Over the years since I lost my loving husband, travel has provided immeasurable amounts of healing. To Marfa with Janice and Frank; to New York with Alice; to Spain with a group of like-minded art afficionados; to an Ann Patchett-like retreat at a quaint lake house in Michigan with the girls; and to various grandchildren in college towns like Amherst and Nashville, Spokane, and San Francisco.
Most often with traveling companions.
Also, alone on long deserted highways.
The path back from indescribable grief is excruciatingly long.
Years.
As I have navigated, I have developed some standards for a travel companion. A recent return visit to the south of Spain fortified my convictions.
The ideal travel companion:
· Makes the coffee every morning.
· Is fit and strong, often doing daily strengthening exercises on a hotel towel.
· Reminds you to drink more water.
· Emphasizes not THAT water.
· Turns the wrong way out of a hotel room as often as you do
.
· Introduces you to Spanish croquettes (Croquetas de Jamón Serrano)
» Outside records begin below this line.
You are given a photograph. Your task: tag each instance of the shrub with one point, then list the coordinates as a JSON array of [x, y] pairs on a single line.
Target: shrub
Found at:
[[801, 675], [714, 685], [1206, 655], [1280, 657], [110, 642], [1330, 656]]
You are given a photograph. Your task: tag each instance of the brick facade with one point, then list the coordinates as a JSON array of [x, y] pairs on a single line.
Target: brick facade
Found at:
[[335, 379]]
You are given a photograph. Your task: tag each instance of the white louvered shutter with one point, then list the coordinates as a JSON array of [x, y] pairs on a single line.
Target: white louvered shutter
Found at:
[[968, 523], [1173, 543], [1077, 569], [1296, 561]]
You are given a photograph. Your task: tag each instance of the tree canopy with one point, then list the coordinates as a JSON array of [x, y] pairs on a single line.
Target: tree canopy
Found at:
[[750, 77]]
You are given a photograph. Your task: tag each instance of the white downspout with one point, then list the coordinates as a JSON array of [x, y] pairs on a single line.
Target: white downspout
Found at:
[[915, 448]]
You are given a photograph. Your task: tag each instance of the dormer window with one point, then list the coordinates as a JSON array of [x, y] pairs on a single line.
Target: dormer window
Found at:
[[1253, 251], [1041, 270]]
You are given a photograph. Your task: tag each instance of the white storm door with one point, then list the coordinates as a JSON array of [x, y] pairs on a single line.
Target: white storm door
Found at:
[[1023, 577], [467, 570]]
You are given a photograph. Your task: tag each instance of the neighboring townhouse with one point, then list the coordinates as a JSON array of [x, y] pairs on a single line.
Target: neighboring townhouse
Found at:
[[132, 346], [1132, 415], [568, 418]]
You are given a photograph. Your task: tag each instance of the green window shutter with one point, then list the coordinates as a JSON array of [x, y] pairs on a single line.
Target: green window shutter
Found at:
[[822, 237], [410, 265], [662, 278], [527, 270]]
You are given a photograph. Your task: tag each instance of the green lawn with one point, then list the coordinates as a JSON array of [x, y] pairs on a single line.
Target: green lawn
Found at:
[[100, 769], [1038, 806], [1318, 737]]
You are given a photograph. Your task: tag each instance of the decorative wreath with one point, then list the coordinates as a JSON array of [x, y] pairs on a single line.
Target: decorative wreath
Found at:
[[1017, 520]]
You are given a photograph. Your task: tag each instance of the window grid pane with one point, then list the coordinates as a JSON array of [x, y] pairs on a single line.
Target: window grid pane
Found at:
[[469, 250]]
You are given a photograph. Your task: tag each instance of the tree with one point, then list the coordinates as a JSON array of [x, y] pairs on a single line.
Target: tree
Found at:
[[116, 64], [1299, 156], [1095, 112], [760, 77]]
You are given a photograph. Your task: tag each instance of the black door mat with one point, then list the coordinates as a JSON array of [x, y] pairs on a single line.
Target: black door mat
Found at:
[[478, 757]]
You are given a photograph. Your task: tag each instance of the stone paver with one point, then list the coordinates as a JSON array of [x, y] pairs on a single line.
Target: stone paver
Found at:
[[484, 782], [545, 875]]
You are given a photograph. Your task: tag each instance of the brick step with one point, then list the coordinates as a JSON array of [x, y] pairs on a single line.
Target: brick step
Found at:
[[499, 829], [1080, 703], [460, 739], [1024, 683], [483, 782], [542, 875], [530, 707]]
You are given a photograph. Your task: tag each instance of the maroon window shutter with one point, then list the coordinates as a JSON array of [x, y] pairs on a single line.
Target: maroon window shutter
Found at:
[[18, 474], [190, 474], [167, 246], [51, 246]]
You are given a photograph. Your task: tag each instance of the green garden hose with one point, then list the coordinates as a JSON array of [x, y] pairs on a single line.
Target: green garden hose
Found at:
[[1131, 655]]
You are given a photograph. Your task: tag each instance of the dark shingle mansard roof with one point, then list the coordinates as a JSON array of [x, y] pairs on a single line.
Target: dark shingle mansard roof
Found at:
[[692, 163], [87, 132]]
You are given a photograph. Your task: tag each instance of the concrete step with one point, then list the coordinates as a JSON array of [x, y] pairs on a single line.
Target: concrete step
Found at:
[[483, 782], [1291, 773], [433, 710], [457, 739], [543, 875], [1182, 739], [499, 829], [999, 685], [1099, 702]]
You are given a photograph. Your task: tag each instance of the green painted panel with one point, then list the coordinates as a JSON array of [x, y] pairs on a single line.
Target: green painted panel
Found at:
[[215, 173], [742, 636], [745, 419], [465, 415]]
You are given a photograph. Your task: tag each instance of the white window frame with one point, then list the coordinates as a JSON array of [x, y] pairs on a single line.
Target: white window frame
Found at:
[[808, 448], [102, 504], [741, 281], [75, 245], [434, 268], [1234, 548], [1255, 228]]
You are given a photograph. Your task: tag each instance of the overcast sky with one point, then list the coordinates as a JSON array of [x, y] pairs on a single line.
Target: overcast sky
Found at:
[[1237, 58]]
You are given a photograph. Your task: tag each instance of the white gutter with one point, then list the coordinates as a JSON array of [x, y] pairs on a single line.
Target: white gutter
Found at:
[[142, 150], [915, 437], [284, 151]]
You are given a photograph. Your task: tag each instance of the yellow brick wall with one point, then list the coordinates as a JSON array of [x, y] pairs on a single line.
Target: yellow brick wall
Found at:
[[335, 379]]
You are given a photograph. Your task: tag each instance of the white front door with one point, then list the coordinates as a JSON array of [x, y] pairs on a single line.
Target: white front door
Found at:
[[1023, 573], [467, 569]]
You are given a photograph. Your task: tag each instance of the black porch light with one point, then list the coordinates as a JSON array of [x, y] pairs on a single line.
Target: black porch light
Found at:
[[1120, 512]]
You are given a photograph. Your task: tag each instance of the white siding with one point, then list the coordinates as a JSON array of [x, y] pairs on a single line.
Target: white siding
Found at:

and gently prods you to new tastes.
· Takes your arm on the cobbliest cobblestone roads.
· Knows the story behind every figure in Velasquez’s Las Meninas.
· Suggests that the cowhide belt is more interesting than the brown leather one you selected as a splurge in Cordoba.
· Refrains from “I told you so” when you insist on turning the wrong way at the Plaza del Sol.
· Knows the secret to solving directional disputes is a chocolate croissant.
· Instantly recognizes the bronze statues of Maimonides and doesn’t make you feel like a dodo for not knowing one of the most influential Torah scholars of the Middle Ages.
· Handles the currency with ease and botches the language as badly as you do.
· Is an endless source of historical facts about the Spanish Armada, the Visigoths, Neolithic times yet is willing to listen to your prattle.
· Meets every emergency need with his backpack stash of bandages, steroid cream, cough drops, protein bars, and Tums.
· Is a brand-new person after a ten-minute snooze.
· Appreciates a romantic dinner as much for its presentation as for its content and is careful not to let his continental gourmet taste overshadow your banal palette.
· Is incredibly discerning over wines.
· Must have dessert.
· Doesn’t get pissed off when you refuse to share your mandarin gelato.
· Is committed to 10,000 steps a day and to walking after every meal.
· Is already planning the next adventure as we travel home.
The ideal travel companion?
I found him.
How lovely to have the "perfect" travel companion. And to travel. Thanks for sharing what matters to you as traveler. You do it so well.